Lightning & memories of a 17-year-old phenom
I wrote this during NBC’s extended NFL pre-game show last night. I never miss a chance to watch Peyton Manning play, and I never get tired of it. As you surely know by now, he threw a record-tying seven touchdowns last night.
So I am sitting here watching three presumably intelligent men, including Super Bowl champion coach Tony Dungy, stand out on the field holding umbrellas babbling during a lightning delay….
Yes, I know these three men are paid a bucketload of money to stand out there and babble while the scoreboard says there is severe lightning in the area, enough to delay the start of the first game of the NFL season.
Which tells us: Even the NFL, with all its billions, cannot control Mother Nature.
And now they just showed a clip of Peyton Manning, at 37, and I thought back to Peyton Manning at 17.
When Peyton Manning was a senior at Newman High in New Orleans and the most highly recruited high school football player in the USA, my newspaper sent me down to the Crescent City to do a piece on him. After all, he was Archie’s son. After all, he included Ole Miss in the list of the three final schools he was considering.
Jack Wilkinson, my buddy from the Atlanta newspaper, wanted to do the same type story I was doing, so Peyton agreed to an interview with both of us over lunch. We met him at the Mannings’ house on First Avenue in Garden District and we let Peyton choose the restaurant.
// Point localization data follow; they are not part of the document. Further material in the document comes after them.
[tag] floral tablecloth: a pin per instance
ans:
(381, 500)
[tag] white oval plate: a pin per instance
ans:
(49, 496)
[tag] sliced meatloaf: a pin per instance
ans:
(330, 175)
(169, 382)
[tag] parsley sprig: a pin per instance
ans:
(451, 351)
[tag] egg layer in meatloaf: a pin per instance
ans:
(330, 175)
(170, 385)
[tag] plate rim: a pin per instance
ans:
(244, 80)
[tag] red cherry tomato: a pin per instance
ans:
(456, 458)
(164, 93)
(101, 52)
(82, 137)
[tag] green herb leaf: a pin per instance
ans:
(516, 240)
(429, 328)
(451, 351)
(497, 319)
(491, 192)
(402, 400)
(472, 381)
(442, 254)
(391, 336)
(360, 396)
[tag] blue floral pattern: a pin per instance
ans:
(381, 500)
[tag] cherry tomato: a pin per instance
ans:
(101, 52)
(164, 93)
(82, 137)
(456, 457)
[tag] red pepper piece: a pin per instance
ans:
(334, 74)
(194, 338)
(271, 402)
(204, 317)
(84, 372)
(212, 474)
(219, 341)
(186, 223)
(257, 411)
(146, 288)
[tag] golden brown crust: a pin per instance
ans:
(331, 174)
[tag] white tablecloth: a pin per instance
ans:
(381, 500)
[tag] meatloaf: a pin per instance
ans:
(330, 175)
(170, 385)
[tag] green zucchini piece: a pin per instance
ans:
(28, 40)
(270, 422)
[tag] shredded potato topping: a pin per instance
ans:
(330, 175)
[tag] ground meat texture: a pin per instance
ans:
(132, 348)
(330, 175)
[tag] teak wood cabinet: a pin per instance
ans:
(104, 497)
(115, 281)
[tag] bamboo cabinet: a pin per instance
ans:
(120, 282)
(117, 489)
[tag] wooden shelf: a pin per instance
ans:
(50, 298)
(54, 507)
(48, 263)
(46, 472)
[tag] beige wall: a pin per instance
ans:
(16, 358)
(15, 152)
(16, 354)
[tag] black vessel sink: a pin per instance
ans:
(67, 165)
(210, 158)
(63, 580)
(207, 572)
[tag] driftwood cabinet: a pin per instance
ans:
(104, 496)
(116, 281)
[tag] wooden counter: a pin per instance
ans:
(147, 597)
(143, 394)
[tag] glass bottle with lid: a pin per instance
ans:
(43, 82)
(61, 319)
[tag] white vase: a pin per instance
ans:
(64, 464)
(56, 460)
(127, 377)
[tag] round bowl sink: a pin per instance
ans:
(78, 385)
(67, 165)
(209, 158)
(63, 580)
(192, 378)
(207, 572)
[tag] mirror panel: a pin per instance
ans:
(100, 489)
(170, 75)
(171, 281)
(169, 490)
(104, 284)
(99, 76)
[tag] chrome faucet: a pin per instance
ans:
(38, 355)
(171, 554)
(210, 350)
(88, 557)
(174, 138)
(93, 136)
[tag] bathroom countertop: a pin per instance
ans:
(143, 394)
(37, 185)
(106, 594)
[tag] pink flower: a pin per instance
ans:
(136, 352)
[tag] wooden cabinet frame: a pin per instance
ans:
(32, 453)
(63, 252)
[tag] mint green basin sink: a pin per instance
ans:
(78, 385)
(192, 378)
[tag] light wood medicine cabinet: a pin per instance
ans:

He not only chose Uglesich on Barronne Street, he drove us in his SUV and navigated the back streets of New Orleans like an old pro.
We got to Uglesich, one of the great, old New Orleans restaurants (gone but never forgotten), and were greeted warmly by Anthony Uglesich, the owner. We sat down and ordered. Peyton chose the soft-shell crab po boy, and suggested we do the same. Of course, we did.
We all had Bargs root beers and french fries on the side, and then we started asking a 17-year-old high school senior question after question.
And I’ll make a long story short: We, meaning Jack and I, two veteran sports writers, were dumbfounded by Peyton’s intelligence, his manner and, most of all, his maturity,
As Jack told me later that day, “I felt like I was interviewing a 35-year-old, 12-year NFL veteran.”
I did, too.
And now, if this lightning will end, we’ll get to watch Peyton Manning, a 37-year-old, 12-time Pro Bowler, play the first game of his 16th NFL season.
I just wish I had a Uglesich soft-shell po boy to watch it with.